С онегинскими рисунками Кузьмина сложилась парадоксальная ситуация. Они как будто должны были естественно вписаться в юбилейную графику с ее концепцией «живого Пушкина». Однако этого не произошло. Вероятно, слишком игривыми и вольными они показались в торжественной и мрачной атмосфере юбилейных дней 37-го года. «Кузьмин дал все, что мог, в своих иллюстрациях к Пушкину, и все-таки видеть его рядом с Пушкиным почти нестерпимо»[113].
IIЕще более холодно были встречены в юбилейном 37-м году гравюры Фаворского к «Домику в Коломне». Впрочем, они и не предназначались к каким-либо памятным датам.
Календарь пушкинских дат у В. Фаворского свидетельствует о том, что пушкинская тема составляет сквозную тему его творчества, и ставит перед нами и трудноразрешимые вопросы. В самом деле, почему Фаворский за свою долгую жизнь три раза обращался к «маленьким трагедиям» и ни разу — к «Евгению Онегину», хотя и обдумывал план иллюстрирования романа?[114] Почему Фаворский выбрал в 1935 году «Пушкина-лицеиста»? Почему он начинал своего Пушкина с «Домика в Коломне»? Наверное, единственно возможным ответом на эти вопросы будет признание того факта, что встречи художника с Пушкиным происходили не только по юбилейным пушкинским дням, но и по календарю духовной биографии Фаворского.

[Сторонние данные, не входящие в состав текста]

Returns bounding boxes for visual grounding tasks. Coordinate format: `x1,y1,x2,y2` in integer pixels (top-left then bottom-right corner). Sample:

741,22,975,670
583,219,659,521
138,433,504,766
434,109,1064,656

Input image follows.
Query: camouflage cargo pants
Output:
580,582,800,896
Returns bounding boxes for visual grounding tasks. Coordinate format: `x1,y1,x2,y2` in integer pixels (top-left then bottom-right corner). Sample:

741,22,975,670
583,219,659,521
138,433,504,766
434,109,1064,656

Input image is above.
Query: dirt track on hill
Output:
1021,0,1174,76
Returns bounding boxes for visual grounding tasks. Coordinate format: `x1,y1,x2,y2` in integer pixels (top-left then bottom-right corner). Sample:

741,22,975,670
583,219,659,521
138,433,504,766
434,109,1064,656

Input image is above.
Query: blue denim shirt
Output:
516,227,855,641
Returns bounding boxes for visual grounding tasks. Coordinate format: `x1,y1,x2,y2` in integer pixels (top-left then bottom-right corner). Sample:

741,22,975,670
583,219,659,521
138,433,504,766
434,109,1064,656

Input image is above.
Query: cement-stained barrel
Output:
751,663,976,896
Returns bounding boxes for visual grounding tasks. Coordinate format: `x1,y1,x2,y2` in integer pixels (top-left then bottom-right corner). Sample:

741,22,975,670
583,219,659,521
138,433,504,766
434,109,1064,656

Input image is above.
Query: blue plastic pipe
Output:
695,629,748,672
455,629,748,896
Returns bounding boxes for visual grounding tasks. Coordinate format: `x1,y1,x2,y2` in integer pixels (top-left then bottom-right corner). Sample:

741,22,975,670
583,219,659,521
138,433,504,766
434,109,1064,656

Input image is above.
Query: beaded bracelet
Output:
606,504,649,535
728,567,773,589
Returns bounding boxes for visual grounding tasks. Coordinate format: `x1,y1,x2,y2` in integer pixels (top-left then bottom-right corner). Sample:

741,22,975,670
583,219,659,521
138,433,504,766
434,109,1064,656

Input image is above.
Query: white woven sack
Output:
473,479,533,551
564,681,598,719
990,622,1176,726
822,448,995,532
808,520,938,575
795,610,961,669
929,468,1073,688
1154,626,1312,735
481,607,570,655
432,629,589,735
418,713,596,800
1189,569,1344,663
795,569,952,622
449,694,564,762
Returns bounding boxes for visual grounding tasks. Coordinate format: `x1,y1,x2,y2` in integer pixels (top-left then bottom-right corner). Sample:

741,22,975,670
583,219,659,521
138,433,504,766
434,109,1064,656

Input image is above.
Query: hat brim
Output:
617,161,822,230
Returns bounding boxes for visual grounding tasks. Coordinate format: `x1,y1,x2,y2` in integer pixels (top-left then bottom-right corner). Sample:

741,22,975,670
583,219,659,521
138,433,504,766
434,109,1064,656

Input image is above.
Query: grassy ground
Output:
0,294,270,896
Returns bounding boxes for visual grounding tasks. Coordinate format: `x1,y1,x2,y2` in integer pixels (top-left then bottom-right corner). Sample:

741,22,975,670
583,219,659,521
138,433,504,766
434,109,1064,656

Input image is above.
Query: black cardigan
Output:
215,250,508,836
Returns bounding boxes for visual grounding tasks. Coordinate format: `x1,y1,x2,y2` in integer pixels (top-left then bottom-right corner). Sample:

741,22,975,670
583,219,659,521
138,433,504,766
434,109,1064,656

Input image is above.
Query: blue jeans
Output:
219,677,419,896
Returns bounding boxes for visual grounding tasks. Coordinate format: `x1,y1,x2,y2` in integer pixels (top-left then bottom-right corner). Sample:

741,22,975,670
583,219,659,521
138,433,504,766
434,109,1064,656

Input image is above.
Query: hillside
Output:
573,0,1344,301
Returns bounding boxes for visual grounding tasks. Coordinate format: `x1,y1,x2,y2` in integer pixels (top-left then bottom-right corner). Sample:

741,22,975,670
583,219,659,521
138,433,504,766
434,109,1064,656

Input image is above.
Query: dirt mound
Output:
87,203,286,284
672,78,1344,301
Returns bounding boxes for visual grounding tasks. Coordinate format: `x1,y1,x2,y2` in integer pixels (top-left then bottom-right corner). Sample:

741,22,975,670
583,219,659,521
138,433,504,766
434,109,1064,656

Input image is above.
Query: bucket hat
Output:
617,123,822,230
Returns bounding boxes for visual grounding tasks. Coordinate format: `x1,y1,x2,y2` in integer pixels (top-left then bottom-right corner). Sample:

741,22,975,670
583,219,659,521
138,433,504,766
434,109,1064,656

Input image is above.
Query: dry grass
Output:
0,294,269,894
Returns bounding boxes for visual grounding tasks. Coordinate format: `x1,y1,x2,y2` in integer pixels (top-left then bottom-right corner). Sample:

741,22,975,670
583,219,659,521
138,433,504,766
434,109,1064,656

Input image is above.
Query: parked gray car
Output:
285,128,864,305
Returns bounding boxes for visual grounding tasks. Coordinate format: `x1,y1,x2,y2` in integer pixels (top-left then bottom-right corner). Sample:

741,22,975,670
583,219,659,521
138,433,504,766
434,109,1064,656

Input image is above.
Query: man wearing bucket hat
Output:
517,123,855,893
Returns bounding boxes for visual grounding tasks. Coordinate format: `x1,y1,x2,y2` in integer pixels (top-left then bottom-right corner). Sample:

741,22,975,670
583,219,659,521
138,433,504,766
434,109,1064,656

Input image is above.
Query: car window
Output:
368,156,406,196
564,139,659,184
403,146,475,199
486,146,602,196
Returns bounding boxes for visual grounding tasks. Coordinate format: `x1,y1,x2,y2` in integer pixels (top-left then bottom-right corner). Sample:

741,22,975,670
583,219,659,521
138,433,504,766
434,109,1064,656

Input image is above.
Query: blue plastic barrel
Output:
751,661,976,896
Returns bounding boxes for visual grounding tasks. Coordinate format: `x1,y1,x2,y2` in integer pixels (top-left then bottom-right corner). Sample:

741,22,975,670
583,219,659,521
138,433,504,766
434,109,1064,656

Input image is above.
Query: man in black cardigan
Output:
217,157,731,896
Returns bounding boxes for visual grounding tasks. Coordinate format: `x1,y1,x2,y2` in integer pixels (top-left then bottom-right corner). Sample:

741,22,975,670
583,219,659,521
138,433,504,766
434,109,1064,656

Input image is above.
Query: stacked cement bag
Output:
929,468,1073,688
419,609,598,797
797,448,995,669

И этот календарь оказывался общезначимым для своего времени.
Так, в начале 20-х годов, когда Фаворский принялся за «Домик в Коломне», это не было случайностью. (Тут у художника оказался неожиданный единомышленник, о чем он, скорее всего, и не подозревал: в 1922 году Игорь Стравинский пишет в Париже оперу «Мавра» на сюжет того же «Домика в Коломне».) В российском духовном климате тех лет, с его безбытностью, склонностью к иронии и гротеску, с его отсутствием романной формы, вряд ли мог возникнуть новый цикл иллюстраций к «Евгению Онегину». Интерес к Пушкину классическому — это уже 30-е годы. Закономерно и то, что гравюрное прочтение «Бориса Годунова» было осуществлено Фаворским только после войны. И последняя его работа в книге, которую он сам избрал, были опять-таки «маленькие трагедии». Это было в самом начале 60-х годов, снова в неюбилейные пушкинские дни.